Some school principals are powerful, and they tend to unduly exercise their authority. They might get a big sum of money in the name of commission from publishers. It is no longer a surprise that schools prescribe textbooks on the basis of the amount of commission rather than the quality of the product. Another reason is the weakness of the Curriculum Development Centre (CDC). It does not check the academic credentials of the writer. Textbooks should be based on research and the latest updates. Some writers are still not aware of copyright laws. They simply use information found on the internet and existing textbooks. The CDC should check the quality of the textbooks, the identity of the writer and possible plagiarism. It is good to hear that the number of textbook writers in Nepal is burgeoning. On the other hand, the quality of such books is declining by the day. Educational materials that mislead students should be removed. 

Our publishers are also equally responsible for this. Their main fear is that they hesitate to publish books written by struggling writers. But if the principal of a big school writes a low quality book, it is likely to be published because he or she can make all the students of that school buy books from the publisher. People have really challenged the saying that quality speaks for itself. Nowadays, publicity is primary and quality is secondary. People are after publicity. 

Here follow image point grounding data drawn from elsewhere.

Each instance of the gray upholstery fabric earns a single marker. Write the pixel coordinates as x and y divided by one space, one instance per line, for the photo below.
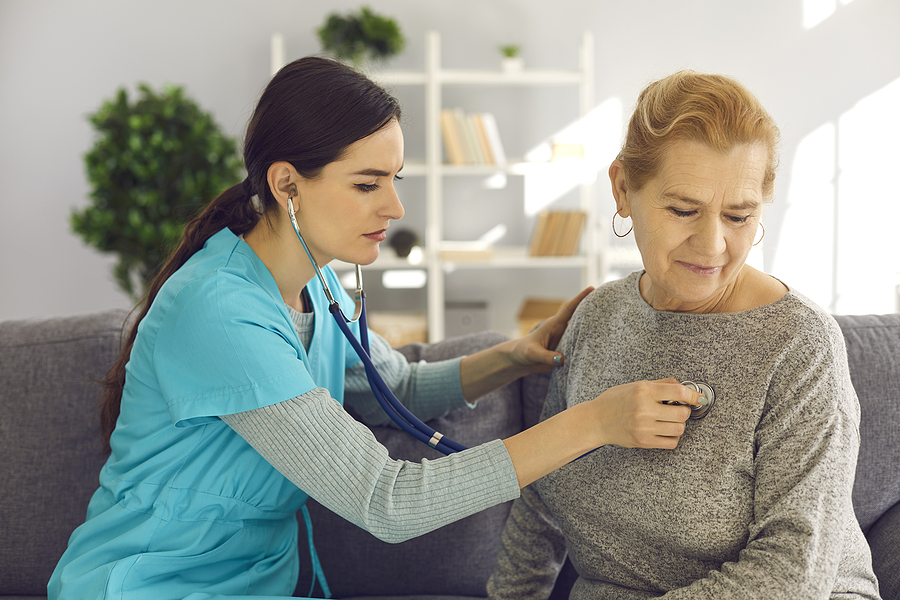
50 451
873 351
455 560
884 539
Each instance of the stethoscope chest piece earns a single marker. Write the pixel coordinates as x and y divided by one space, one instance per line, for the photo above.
698 412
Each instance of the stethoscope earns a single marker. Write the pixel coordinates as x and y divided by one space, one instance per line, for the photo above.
398 413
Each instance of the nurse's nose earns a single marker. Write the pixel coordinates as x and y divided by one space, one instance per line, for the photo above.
393 208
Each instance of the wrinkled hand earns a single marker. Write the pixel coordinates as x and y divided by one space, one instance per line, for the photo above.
536 351
634 416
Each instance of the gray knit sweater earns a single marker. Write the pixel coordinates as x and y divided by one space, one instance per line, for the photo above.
755 501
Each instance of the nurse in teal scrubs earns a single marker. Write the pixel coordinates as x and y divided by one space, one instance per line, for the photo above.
224 412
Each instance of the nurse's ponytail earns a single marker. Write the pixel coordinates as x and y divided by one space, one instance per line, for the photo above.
310 112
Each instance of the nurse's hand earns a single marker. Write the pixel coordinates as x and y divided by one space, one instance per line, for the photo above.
536 351
492 368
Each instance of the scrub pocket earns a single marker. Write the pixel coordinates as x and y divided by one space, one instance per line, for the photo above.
224 569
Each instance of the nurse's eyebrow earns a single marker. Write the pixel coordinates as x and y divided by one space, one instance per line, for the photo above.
375 172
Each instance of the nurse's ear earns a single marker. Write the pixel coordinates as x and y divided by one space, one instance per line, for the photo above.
282 178
619 188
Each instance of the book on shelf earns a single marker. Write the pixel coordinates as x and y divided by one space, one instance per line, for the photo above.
466 251
557 233
471 139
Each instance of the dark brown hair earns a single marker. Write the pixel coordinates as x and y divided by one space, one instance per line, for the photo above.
310 112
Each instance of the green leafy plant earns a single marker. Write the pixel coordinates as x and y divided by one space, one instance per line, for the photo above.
510 50
155 164
362 35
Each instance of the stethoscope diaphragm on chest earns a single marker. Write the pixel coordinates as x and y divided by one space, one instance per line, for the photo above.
706 392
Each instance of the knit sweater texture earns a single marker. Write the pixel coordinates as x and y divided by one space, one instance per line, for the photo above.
755 502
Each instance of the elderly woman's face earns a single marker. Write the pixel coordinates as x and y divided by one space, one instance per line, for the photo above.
694 224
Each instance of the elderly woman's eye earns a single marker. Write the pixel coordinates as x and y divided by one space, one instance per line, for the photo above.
681 213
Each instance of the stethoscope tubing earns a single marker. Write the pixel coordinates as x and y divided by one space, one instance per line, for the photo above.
398 413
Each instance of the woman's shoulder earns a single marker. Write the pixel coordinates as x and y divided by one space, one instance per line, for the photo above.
760 289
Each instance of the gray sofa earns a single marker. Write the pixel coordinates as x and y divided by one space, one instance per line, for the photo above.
50 457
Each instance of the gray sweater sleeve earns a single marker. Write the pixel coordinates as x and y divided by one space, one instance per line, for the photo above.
313 442
428 389
532 552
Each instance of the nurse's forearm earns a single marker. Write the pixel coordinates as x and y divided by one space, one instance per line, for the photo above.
553 443
634 415
487 370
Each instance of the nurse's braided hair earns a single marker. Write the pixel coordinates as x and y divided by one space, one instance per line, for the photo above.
310 112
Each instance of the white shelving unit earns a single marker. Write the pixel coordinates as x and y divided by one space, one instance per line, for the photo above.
435 78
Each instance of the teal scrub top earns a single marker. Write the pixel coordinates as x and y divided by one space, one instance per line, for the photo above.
185 505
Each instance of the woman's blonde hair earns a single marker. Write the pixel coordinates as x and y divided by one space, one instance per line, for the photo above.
689 106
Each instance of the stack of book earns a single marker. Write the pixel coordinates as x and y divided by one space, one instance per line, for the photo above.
557 233
471 139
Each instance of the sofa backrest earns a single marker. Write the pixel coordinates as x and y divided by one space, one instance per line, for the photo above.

This tendency will make study materials more boring and unorganised. This will discourage our students from studying them. As a result, the failure rate soars, and teachers have to face criticism. Flexibility is the key to such ill practices in our country. Politics in education, corruption in the bureaucracy and the country becoming a 

transit point for smuggling and place for experimentation are the effects of flexibility in our rules and regulations. Individuals not abiding by the laws of the land should be penalised instantly and strongly. On top of that, such writers must be ashamed of the things they have done.